Emanuela Orlandi, le ossa nella Nunziatura sono di 2mila anni fa. La sorella di Mirella Gregori: “Non ci speravamo”

di redazione Blitz
Pubblicato il 30 gennaio 2019 14:06 | Ultimo aggiornamento: 30 gennaio 2019 14:06
Emanuela Orlandi, le ossa nella Nunziatura sono di 2mila anni fa. La sorella di Mirella Gregori: "Non ci speravamo"

Emanuela Orlandi, le ossa nella Nunziatura sono di 2mila anni fa. La sorella di Mirella Gregori: “Non ci speravamo”

ROMA – Risalgono a quasi 2 mila anni fa le ossa rinvenute nella sede della Nunziatura Apostolica a Roma. Gli esami scientifici hanno rivelato che risalgono a un periodo compreso tra il 90 e il 230 dopo Cristo, appurando quel che già era noto: non sono i resti di Emanuela Orlandi né di Mirella Gregori, le due adolescenti scomparse nel 1983 a Roma.

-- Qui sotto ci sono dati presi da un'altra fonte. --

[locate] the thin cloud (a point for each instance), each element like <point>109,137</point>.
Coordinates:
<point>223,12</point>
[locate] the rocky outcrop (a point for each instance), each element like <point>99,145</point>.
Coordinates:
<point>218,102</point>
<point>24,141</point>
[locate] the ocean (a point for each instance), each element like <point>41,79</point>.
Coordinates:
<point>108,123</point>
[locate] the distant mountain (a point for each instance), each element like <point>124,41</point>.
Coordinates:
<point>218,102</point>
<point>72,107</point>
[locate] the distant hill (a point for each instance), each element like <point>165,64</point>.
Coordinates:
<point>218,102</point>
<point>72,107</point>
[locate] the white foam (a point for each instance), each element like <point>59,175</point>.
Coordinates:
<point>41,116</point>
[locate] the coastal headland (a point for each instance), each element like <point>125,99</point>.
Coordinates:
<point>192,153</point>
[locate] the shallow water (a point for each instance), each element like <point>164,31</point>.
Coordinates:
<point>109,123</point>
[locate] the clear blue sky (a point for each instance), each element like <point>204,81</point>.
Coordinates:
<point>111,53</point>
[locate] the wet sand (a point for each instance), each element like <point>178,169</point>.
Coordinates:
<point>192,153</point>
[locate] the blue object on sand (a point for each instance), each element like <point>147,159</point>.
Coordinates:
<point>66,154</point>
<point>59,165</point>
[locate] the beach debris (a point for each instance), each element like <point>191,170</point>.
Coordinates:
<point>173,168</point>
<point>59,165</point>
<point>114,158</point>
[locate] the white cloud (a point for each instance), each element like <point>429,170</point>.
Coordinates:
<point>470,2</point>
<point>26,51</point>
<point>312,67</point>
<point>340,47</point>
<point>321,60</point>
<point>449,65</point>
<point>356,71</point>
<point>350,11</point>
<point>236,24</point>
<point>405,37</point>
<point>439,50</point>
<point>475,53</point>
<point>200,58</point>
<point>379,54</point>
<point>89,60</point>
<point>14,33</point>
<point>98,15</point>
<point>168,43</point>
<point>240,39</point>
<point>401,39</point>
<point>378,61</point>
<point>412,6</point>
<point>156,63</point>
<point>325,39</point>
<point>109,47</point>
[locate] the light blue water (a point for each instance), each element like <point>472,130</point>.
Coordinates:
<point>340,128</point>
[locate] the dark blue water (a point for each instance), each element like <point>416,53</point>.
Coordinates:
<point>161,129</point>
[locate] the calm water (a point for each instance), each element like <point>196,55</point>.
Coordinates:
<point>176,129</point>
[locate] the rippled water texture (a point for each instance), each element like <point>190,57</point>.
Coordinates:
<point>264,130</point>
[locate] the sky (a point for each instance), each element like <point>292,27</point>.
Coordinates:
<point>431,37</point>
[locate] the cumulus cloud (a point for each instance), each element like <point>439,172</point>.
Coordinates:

Ai microfoni di Chi l’ha Visto? la sorella di Mirella, Antonietta Gregori, commenta scoraggiata: “Non ci speravamo tanto. Pensavamo di poter mettere fine alla storia drammatica di mia sorella Mirella, dopo 35 anni. Ma non è così”. 

La scoperta delle ossa nelle sede della nunziatura del Vaticano di via Po a Roma risale alla fine di ottobre. La conferma del ritrovamento fu data la sera del 30 ottobre da una nota della sala stampa della Santa Sede. Le indagini, affidate dal Vaticano all’Italia, e in particolare alla procura di Roma e alla Polizia scientifica, sono state finalizzate fin dall’inizio a comparare le ossa con il dna di Emanuela Orlandi, la figlia quindicenne di un commesso vaticano scomparsa il 22 giugno 1983 e di Mirella Gregori, sparita nello stesso anno. 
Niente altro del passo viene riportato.